List Info

Thread: LAM: Error message from LAM-7.1.2




LAM: Error message from LAM-7.1.2
user name
2006-10-11 15:40:22
Jeff Squyres wrote:
>
> These error messages mean that processes 2-7 tried to
do a receive from
> someone who they later found out were dead, so they
aborted.
>
What would be a "standard" (that is, a portable)
way for one of the peer
processes to get notified about such a death? For example,
if one of
processes dies, I'd like the process of rank 0 to know it in
order to
change the strategy.

Cheers,
-- Sasha

_______________________________________________
This list is archived at http://www.l
am-mpi.org/MailArchives/lam/
LAM: Error message from LAM-7.1.2
user name
2006-10-13 20:41:33
LAM is -- at best -- only pseudo-able to handle the death of
an MPI  
process.  Specifically, I wouldn't recommend trying to write
a fault  
tolerant MPI application using LAM/MPI that could withstand
the death  
of a process in MPI_COMM_WORLD.

Keep in mind that MPI [quite intentionally] does not specify
what  
happens when a process dies, so it's totally up to the
implementation  
as to what to do.  Most MPI's, LAM/MPI included, simply kill
the rest  
of the job.  FT-MPI out of the University of Tennessee
allows you to  
do some interesting things, but you need to specifically
write code  
to their API, etc.

Work is ongoing in Open MPI to be able to handle these kinds
of  
errors.  The first step is adding checkpoint/restart
capabilities in  
Open MPI (the hardest part of which is all the
infrastructure needed  
to make that possible), and then we'll do more interesting
things  
after that (to include FT-MPI-like things).

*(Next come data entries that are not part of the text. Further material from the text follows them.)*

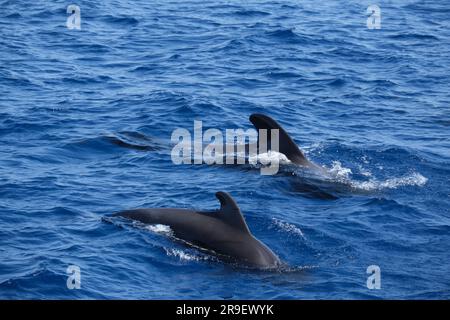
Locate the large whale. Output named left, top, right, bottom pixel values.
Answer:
left=113, top=191, right=281, bottom=269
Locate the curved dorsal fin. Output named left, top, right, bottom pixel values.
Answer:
left=216, top=191, right=250, bottom=234
left=250, top=113, right=309, bottom=165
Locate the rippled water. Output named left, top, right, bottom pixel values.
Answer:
left=0, top=0, right=450, bottom=299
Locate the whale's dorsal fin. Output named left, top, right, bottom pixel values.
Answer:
left=216, top=191, right=250, bottom=234
left=250, top=113, right=310, bottom=165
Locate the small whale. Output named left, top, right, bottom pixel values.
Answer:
left=249, top=113, right=324, bottom=172
left=112, top=191, right=281, bottom=269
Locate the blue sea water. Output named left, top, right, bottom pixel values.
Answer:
left=0, top=0, right=450, bottom=299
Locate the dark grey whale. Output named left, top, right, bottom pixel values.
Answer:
left=249, top=113, right=322, bottom=170
left=113, top=191, right=281, bottom=269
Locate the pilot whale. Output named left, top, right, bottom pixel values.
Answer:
left=112, top=191, right=281, bottom=269
left=249, top=113, right=323, bottom=171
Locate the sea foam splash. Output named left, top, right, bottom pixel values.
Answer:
left=272, top=218, right=306, bottom=239
left=328, top=161, right=428, bottom=191
left=145, top=224, right=172, bottom=235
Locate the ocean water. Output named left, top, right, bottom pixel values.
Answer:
left=0, top=0, right=450, bottom=299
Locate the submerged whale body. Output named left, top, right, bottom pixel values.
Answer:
left=113, top=192, right=281, bottom=268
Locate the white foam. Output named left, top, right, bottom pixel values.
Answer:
left=145, top=224, right=172, bottom=234
left=328, top=161, right=352, bottom=181
left=249, top=150, right=291, bottom=164
left=272, top=218, right=305, bottom=239
left=351, top=172, right=428, bottom=191
left=165, top=248, right=210, bottom=261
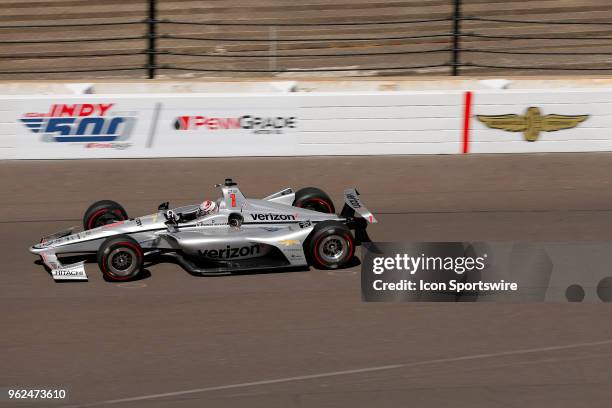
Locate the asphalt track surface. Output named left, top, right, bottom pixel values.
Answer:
left=0, top=154, right=612, bottom=408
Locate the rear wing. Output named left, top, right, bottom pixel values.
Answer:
left=341, top=188, right=378, bottom=224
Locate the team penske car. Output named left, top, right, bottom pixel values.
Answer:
left=30, top=179, right=377, bottom=281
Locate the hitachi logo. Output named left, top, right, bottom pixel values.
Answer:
left=198, top=244, right=261, bottom=259
left=251, top=213, right=295, bottom=221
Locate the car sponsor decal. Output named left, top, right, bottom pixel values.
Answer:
left=250, top=213, right=296, bottom=221
left=19, top=103, right=136, bottom=149
left=174, top=115, right=297, bottom=134
left=278, top=239, right=300, bottom=246
left=198, top=244, right=261, bottom=259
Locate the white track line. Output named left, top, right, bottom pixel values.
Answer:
left=65, top=340, right=612, bottom=408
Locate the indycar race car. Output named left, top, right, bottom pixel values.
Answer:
left=30, top=179, right=377, bottom=281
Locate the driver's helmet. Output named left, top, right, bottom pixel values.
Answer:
left=200, top=200, right=217, bottom=215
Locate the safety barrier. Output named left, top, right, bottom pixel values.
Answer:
left=0, top=88, right=612, bottom=159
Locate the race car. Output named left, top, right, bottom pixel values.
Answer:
left=30, top=179, right=377, bottom=281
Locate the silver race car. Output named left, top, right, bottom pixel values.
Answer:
left=30, top=179, right=376, bottom=281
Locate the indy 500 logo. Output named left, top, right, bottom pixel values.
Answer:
left=19, top=103, right=136, bottom=147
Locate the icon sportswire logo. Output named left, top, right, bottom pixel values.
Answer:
left=19, top=103, right=136, bottom=142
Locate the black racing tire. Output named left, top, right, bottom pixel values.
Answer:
left=304, top=220, right=355, bottom=269
left=98, top=235, right=144, bottom=281
left=83, top=200, right=128, bottom=230
left=293, top=187, right=336, bottom=214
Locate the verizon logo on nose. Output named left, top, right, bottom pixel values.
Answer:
left=251, top=213, right=295, bottom=221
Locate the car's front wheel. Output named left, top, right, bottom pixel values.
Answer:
left=83, top=200, right=128, bottom=230
left=304, top=220, right=355, bottom=269
left=98, top=235, right=144, bottom=281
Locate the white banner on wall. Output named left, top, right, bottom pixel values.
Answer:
left=0, top=89, right=612, bottom=159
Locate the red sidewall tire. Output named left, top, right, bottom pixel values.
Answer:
left=98, top=236, right=144, bottom=281
left=305, top=221, right=355, bottom=269
left=83, top=200, right=128, bottom=230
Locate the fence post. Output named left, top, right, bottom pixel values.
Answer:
left=268, top=26, right=277, bottom=73
left=147, top=0, right=157, bottom=79
left=453, top=0, right=461, bottom=76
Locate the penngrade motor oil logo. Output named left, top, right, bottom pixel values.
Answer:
left=476, top=106, right=589, bottom=142
left=19, top=103, right=136, bottom=148
left=174, top=115, right=297, bottom=134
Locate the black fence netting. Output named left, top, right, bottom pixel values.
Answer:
left=0, top=0, right=612, bottom=79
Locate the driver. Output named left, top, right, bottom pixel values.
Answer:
left=200, top=200, right=217, bottom=216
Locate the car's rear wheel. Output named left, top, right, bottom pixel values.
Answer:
left=83, top=200, right=128, bottom=230
left=304, top=221, right=355, bottom=269
left=293, top=187, right=336, bottom=214
left=98, top=235, right=144, bottom=281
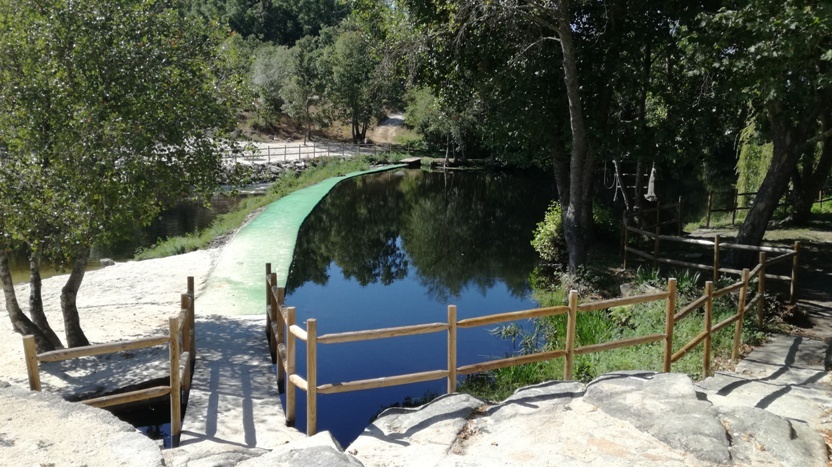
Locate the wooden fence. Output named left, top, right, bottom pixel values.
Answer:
left=705, top=188, right=832, bottom=228
left=624, top=196, right=682, bottom=239
left=623, top=211, right=800, bottom=304
left=225, top=142, right=392, bottom=164
left=23, top=277, right=196, bottom=447
left=266, top=264, right=762, bottom=436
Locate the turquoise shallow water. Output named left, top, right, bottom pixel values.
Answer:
left=200, top=165, right=403, bottom=316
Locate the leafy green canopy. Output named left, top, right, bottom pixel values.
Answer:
left=0, top=0, right=239, bottom=261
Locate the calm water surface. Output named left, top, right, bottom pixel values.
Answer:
left=284, top=171, right=554, bottom=445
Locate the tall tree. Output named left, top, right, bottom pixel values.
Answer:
left=0, top=0, right=241, bottom=351
left=691, top=0, right=832, bottom=249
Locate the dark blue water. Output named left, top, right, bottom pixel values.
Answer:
left=284, top=171, right=554, bottom=445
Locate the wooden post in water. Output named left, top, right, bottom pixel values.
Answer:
left=306, top=319, right=318, bottom=436
left=663, top=278, right=676, bottom=373
left=188, top=276, right=196, bottom=368
left=563, top=290, right=578, bottom=380
left=653, top=207, right=662, bottom=269
left=622, top=212, right=630, bottom=270
left=757, top=251, right=766, bottom=328
left=23, top=335, right=40, bottom=391
left=731, top=268, right=750, bottom=363
left=168, top=318, right=182, bottom=448
left=286, top=306, right=297, bottom=426
left=789, top=242, right=800, bottom=303
left=269, top=272, right=286, bottom=392
left=448, top=305, right=456, bottom=394
left=266, top=263, right=277, bottom=361
left=705, top=191, right=713, bottom=229
left=702, top=281, right=714, bottom=378
left=176, top=293, right=191, bottom=391
left=676, top=196, right=682, bottom=237
left=714, top=234, right=719, bottom=284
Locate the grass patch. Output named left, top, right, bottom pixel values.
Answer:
left=135, top=153, right=407, bottom=260
left=460, top=271, right=765, bottom=401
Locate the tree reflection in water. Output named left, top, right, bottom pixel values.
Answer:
left=287, top=170, right=553, bottom=303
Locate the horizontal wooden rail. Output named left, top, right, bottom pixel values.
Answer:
left=318, top=323, right=448, bottom=344
left=744, top=294, right=763, bottom=313
left=575, top=334, right=667, bottom=355
left=711, top=315, right=740, bottom=334
left=318, top=370, right=448, bottom=394
left=289, top=324, right=309, bottom=342
left=81, top=386, right=170, bottom=408
left=625, top=246, right=653, bottom=260
left=670, top=331, right=708, bottom=363
left=456, top=349, right=566, bottom=375
left=719, top=243, right=794, bottom=253
left=766, top=251, right=796, bottom=266
left=38, top=336, right=170, bottom=362
left=714, top=282, right=745, bottom=298
left=456, top=306, right=569, bottom=328
left=652, top=236, right=714, bottom=246
left=673, top=295, right=708, bottom=324
left=289, top=374, right=309, bottom=391
left=580, top=292, right=667, bottom=311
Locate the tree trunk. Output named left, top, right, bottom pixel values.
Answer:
left=792, top=108, right=832, bottom=225
left=61, top=246, right=90, bottom=347
left=0, top=251, right=55, bottom=353
left=556, top=8, right=592, bottom=274
left=731, top=103, right=806, bottom=260
left=29, top=255, right=64, bottom=349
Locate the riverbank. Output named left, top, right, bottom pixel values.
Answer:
left=0, top=248, right=220, bottom=388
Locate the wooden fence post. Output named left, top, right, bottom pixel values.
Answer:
left=731, top=268, right=750, bottom=363
left=266, top=263, right=279, bottom=366
left=563, top=290, right=578, bottom=380
left=663, top=278, right=676, bottom=373
left=23, top=335, right=40, bottom=391
left=176, top=293, right=191, bottom=391
left=623, top=212, right=630, bottom=270
left=168, top=318, right=182, bottom=448
left=448, top=305, right=456, bottom=394
left=676, top=196, right=682, bottom=237
left=705, top=191, right=713, bottom=229
left=757, top=251, right=766, bottom=328
left=653, top=205, right=662, bottom=269
left=789, top=242, right=800, bottom=303
left=702, top=281, right=714, bottom=378
left=286, top=306, right=297, bottom=426
left=714, top=234, right=719, bottom=284
left=306, top=318, right=318, bottom=436
left=188, top=276, right=196, bottom=366
left=269, top=272, right=286, bottom=392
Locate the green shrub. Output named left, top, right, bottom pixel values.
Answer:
left=532, top=201, right=566, bottom=261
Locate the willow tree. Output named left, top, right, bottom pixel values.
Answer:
left=0, top=0, right=239, bottom=351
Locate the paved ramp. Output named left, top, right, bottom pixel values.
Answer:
left=181, top=165, right=402, bottom=450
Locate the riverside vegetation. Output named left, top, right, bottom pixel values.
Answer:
left=136, top=153, right=407, bottom=260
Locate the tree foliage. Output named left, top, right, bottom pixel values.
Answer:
left=0, top=0, right=241, bottom=349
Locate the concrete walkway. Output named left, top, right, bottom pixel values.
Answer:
left=180, top=166, right=401, bottom=451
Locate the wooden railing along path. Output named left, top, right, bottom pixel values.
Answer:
left=266, top=264, right=762, bottom=436
left=225, top=142, right=392, bottom=164
left=23, top=277, right=196, bottom=447
left=705, top=188, right=832, bottom=228
left=623, top=209, right=800, bottom=308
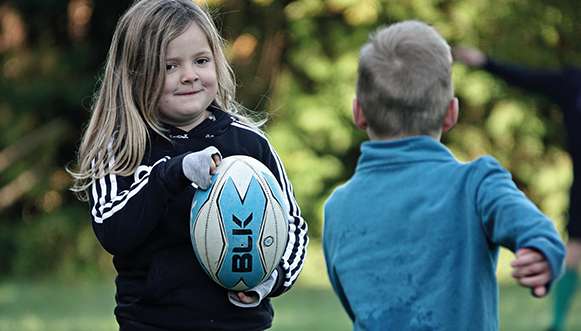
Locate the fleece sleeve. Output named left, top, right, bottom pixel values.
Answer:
left=476, top=157, right=565, bottom=286
left=323, top=201, right=355, bottom=321
left=89, top=154, right=189, bottom=255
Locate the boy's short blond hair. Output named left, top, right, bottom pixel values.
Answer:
left=357, top=21, right=454, bottom=136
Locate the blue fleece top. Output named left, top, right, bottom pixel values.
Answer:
left=323, top=136, right=565, bottom=331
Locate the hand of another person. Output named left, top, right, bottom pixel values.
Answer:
left=510, top=248, right=551, bottom=298
left=452, top=47, right=486, bottom=67
left=182, top=146, right=222, bottom=190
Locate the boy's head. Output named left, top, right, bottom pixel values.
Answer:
left=353, top=21, right=458, bottom=139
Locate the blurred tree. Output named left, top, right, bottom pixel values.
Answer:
left=0, top=0, right=581, bottom=276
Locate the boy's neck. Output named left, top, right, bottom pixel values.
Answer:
left=366, top=128, right=442, bottom=141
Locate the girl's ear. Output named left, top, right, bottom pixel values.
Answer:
left=352, top=97, right=367, bottom=130
left=442, top=98, right=460, bottom=132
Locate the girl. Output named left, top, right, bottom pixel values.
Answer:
left=72, top=0, right=308, bottom=330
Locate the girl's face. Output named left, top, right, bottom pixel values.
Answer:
left=159, top=23, right=218, bottom=131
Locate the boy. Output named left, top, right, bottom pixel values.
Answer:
left=323, top=21, right=564, bottom=330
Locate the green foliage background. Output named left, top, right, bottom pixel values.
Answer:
left=0, top=0, right=581, bottom=277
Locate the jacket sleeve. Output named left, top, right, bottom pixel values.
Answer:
left=483, top=59, right=568, bottom=102
left=262, top=137, right=309, bottom=297
left=476, top=157, right=565, bottom=286
left=88, top=155, right=189, bottom=255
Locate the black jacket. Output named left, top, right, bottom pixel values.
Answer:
left=90, top=107, right=308, bottom=330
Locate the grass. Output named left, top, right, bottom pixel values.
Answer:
left=0, top=282, right=581, bottom=331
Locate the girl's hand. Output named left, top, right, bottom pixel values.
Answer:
left=182, top=146, right=222, bottom=190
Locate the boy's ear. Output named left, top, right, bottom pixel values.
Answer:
left=353, top=97, right=367, bottom=130
left=442, top=98, right=460, bottom=132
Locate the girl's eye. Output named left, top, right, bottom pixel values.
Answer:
left=195, top=57, right=210, bottom=65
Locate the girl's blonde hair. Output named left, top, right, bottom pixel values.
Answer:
left=68, top=0, right=262, bottom=200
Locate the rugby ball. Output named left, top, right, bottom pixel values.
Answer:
left=190, top=155, right=289, bottom=291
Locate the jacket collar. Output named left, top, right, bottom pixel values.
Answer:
left=166, top=103, right=234, bottom=142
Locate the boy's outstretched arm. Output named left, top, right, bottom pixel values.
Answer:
left=474, top=157, right=565, bottom=296
left=510, top=248, right=552, bottom=298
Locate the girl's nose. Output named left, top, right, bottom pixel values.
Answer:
left=181, top=66, right=199, bottom=84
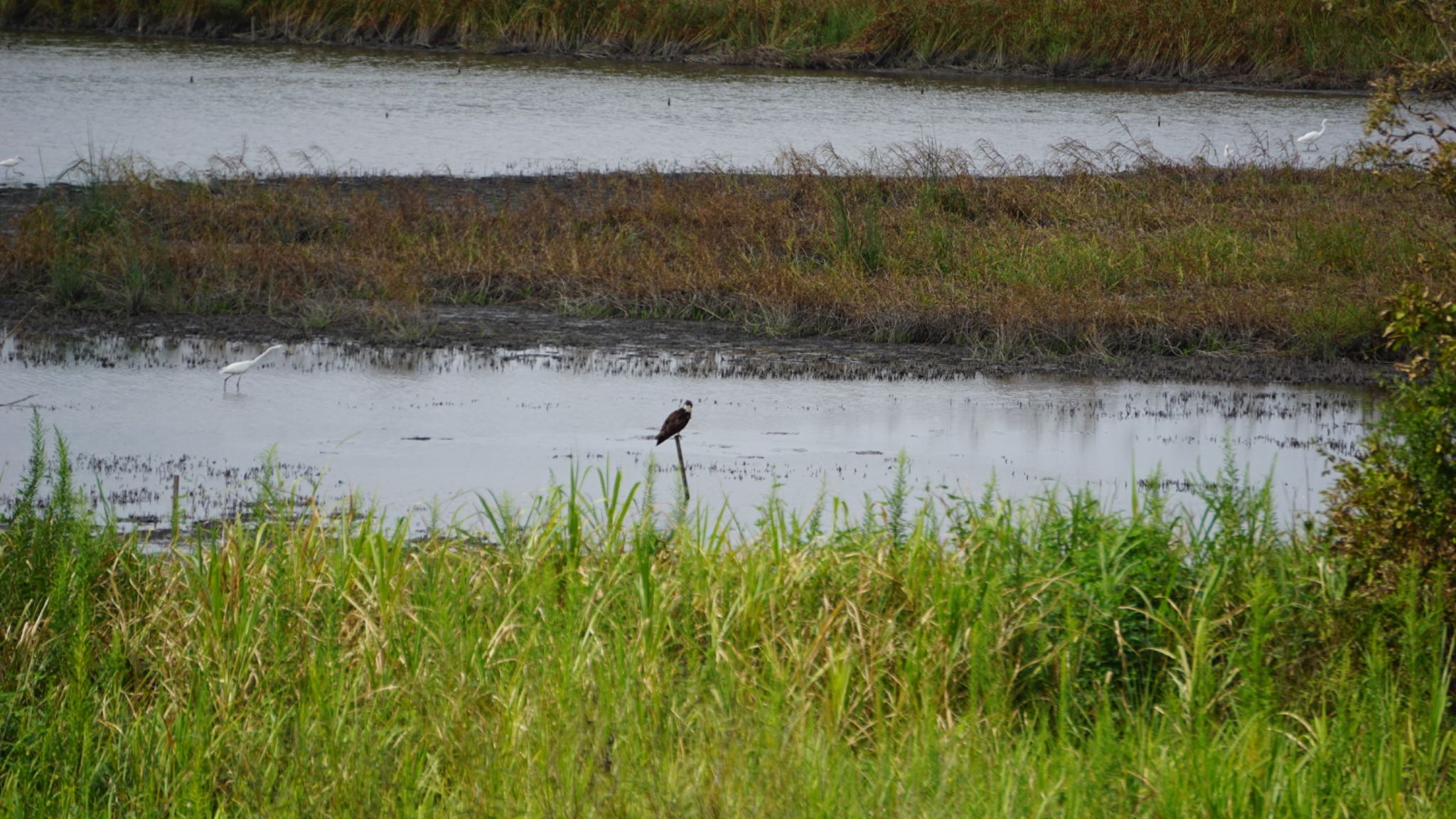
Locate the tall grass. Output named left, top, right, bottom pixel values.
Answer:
left=0, top=0, right=1442, bottom=86
left=0, top=151, right=1456, bottom=355
left=0, top=417, right=1456, bottom=816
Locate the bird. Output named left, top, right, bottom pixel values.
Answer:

On Oct 11, 2006, at 8:40 AM, Alexander L. Belikoff wrote:

> Jeff Squyres wrote:
>>
>> These error messages mean that processes 2-7 tried
to do a receive  
>> from
>> someone who they later found out were dead, so they
aborted.
>>
> What would be a "standard" (that is, a
portable) way for one of the  
> peer
> processes to get notified about such a death? For
example, if one of
> processes dies, I'd like the process of rank 0 to know
it in order to
> change the strategy.
>
> Cheers,
> -- Sasha
>
> _______________________________________________
> This list is archived at http://www.l
am-mpi.org/MailArchives/lam/


-- 
Jeff Squyres
Server Virtualization Business Unit
Cisco Systems

_______________________________________________
This list is archived at http://www.l
am-mpi.org/MailArchives/lam/
LAM: Error message from LAM-7.1.2
user name
2006-10-17 17:36:13
Hmm... checkpoints and restarts is good stuff in general but
they
require a lot of redesign and a significant amount of added
complexity.

The reason I raised the question in the first place was
because I was
toying with an idea of transitioning a distributed
application that
currently uses PVM to MPI. In PVM, handling peer process
termination as
well as control over the application topology in the VM is
fairly easy.
Since we are obsessive (for a good reason) about fault
tolerance, our
application (that is, it's "rank 0" master
process) knows when a "slave"
dies and resubmits the job to another one. Moreover, we can
also do cool
things like "blacklisting" some slaves on a
certain machine, when we are
confident the machine is not doing well, and get those
slaves restarted
after some period of time - all from within the master
process!

Unfortunately, I don't see how this level of service can be
achieved in
MPI (at least in a fairly standard-compliant implementation)
-
especially given your response. Which is somewhat sad, since
in a
distributed application (which is MPI's "raison
d'etre") there are
plenty of points of failure and many failures are not
critical enough to
justify the full application restart. It would be great to
see a fairly
simple API (no need for transaction/restarts/checkpoints)
achieving just
that - in my opinion, it would make MPI much more suitable
for
reasonably fault-tolerant applications (a requirement for
many large
systems, including the one, I'm dealing with.

Regards,
-- Sasha

Jeff Squyres wrote:
>
> LAM is -- at best -- only pseudo-able to handle the
death of an MPI 
> process.  Specifically, I wouldn't recommend trying to
write a fault 
> tolerant MPI application using LAM/MPI that could
withstand the death 
> of a process in MPI_COMM_WORLD.
>
> Keep in mind that MPI [quite intentionally] does not
specify what 
> happens when a process dies, so it's totally up to the
implementation 
> as to what to do.  Most MPI's, LAM/MPI included, simply
kill the rest 
> of the job.  FT-MPI out of the University of Tennessee
allows you to 
> do some interesting things, but you need to
specifically write code 
> to their API, etc.
>
> Work is ongoing in Open MPI to be able to handle these
kinds of 
> errors.  The first step is adding checkpoint/restart
capabilities in 
> Open MPI (the hardest part of which is all the
infrastructure needed 
> to make that possible), and then we'll do more
interesting things 
> after that (to include FT-MPI-like things).
>

_______________________________________________
This list is archived at http://www.l
am-mpi.org/MailArchives/lam/
[1-3]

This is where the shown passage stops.